Taibbi writes on p. 208 “For a country founded on the idea that rights are inalienable and inherent from birth, we’ve developed a high tolerance for conditional rights and conditional citizenship.  And the one condition, it turns out, is money.  If you have a lot of it, the legal road you get to travel is well lit and beautifully maintained.  If you don’t, it’s a dark alley and most Americans would be shocked to find out what’s at the end of it.”

That the rich, by and large, get richer and the poor get poorer is a scourge beyond fairness.  Fairness connotes equal apportionment, justice connotes, to me, moral law.

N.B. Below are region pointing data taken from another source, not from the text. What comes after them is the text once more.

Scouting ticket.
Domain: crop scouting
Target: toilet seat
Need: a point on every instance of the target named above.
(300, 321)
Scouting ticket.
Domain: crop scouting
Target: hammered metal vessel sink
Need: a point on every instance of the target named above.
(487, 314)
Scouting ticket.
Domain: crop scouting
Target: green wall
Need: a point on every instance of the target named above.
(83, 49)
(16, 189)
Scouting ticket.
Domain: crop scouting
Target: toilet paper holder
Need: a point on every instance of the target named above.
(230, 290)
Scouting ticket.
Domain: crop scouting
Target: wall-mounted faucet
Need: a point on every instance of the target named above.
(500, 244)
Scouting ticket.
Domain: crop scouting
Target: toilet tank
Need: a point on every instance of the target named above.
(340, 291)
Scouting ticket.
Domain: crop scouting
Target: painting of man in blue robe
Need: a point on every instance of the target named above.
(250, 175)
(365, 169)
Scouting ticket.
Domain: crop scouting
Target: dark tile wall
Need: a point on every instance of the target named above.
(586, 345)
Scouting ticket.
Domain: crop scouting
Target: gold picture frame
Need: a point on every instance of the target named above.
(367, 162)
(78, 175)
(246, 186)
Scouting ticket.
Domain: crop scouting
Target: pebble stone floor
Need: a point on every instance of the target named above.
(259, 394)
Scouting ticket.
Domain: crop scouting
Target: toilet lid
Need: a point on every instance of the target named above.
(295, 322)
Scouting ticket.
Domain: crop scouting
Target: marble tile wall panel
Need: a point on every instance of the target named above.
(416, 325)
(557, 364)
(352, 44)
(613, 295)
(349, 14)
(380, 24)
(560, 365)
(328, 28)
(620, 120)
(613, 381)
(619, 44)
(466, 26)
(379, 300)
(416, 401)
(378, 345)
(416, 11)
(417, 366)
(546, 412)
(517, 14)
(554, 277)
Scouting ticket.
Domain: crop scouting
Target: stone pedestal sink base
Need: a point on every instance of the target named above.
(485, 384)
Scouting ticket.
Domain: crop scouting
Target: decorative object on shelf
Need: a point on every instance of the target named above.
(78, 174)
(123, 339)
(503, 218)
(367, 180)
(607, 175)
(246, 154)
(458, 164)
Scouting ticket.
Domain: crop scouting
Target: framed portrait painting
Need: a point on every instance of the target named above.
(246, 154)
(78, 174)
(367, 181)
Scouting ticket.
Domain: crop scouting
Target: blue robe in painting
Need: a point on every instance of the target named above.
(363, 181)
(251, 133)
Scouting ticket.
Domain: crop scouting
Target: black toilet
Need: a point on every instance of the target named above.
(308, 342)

Moral law (from Merriam-Webster) means “a general rule of right living; esp :  such a rule or group of rules conceived as universal and unchanging and as having the sanction of God’s will, of conscience, of man’s moral nature, or of natural justice as revealed to human reason.”  For me, this definition would be strengthened considerably by leaving out “God’s will,” but I can heartily endorse Scottish moral philosopher John MacMurray’s admirably concise and rhetorically sane statement that “Justice is an aspect of morality; it is a restriction I impose on my own power for the sake of others.”

“A restriction I impose on my own power for the sake of others.”  There are moral teeth in that definition of justice, however cooly stated.  I would wish that to be the law of the land.  And it would not be inappropriate for some teeth to be bared in pursuit of it.